A cat-like child named Niko wakes up in a decrepit house, locked in a room with a bookshelf, a password-locked computer, and a TV remote control on the floor. It’s too dark to read the books and there’s no sign of a password anywhere – it's up to you to find a way out. Not long after, Niko stumbles upon a massive lightbulb in the basement. Carrying this prize into the lightless wastes, a prophetic robot claims Niko is the saviour – a messiah meant to carry the sun to the tower at the centre of the world to restore daylight. This is the set-up of OneShot: World Machine Edition, a short point-and-click adventure game originally developed in 2014 with an endearing, sombre story.

Games like OneShot are difficult to review because to delve too deeply into the narrative would ruin the experience. Just know this: developer Future Cat makes you – the player – a character in the story. Niko’s quest is framed as a game installed on a PC that functions as both a menu and narrative device. Options to choose wallpapers, change the colour scheme, view achievements, and the like take the form of desktop icons. Niko will frequently break the fourth wall to address you by your Nintendo Switch profile name as you guide her through a dying world. Future Cat makes clever use of this dichotomy between the desktop PC and the game within to add creative layers to an already compelling adventure.

Item-based puzzles – think The Secret Of Monkey Island with a touch more despair than blatant humour – bar Niko from advancing through three distinct areas. For example, a gatekeeping robot asked us to sign a ledger to pass yet had no pen. Off we went, guiding Niko throughout the crumbling Glen to trade for an inkwell and find something suitable to dip in it. This consisted of speaking with forgotten robots and downtrodden denizens, all of them full of charm and with an undercurrent of humour keeping things from getting too bleak. Unlike the point-and-click adventures of two or three decades ago, none of the puzzles stumped us, yet the dopamine rush hit us all the same when things slid into place. Before we knew it, the credits rolled, and we sat back, pensive from the bittersweet ending.

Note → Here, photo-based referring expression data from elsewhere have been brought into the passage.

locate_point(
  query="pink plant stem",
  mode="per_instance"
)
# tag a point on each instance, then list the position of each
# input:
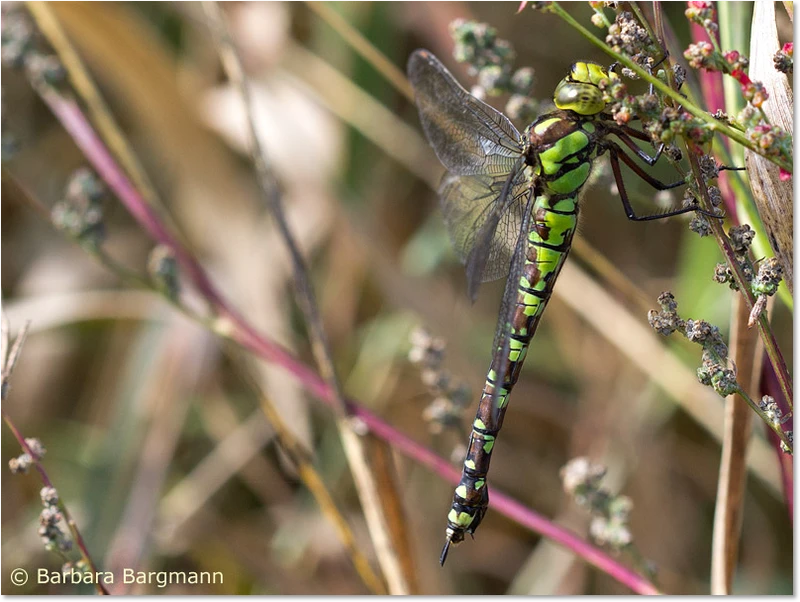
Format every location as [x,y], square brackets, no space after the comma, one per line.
[73,120]
[73,527]
[714,100]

If we had to name a gripe, it stems from how OneShot was originally designed for actual PCs. Controlling the mouse pointer and the sizing of the in-game windows have been lost in the process of getting the game onto the console. We found it either hard to see the finer details of the pixelated world in windowed mode – especially with the Switch undocked – or too blurry when in full-screen mode with thick, distracting borders.

Still, these aren't major issues. In fact, we can’t think of a legitimate reason not to recommend OneShot: World Machine Edition to anyone with a passing interest in point-and-click adventures. There are, after all, much worse ways to spend an afternoon or two than guiding Niko through one of the most endearing and creative indie titles available on the Switch.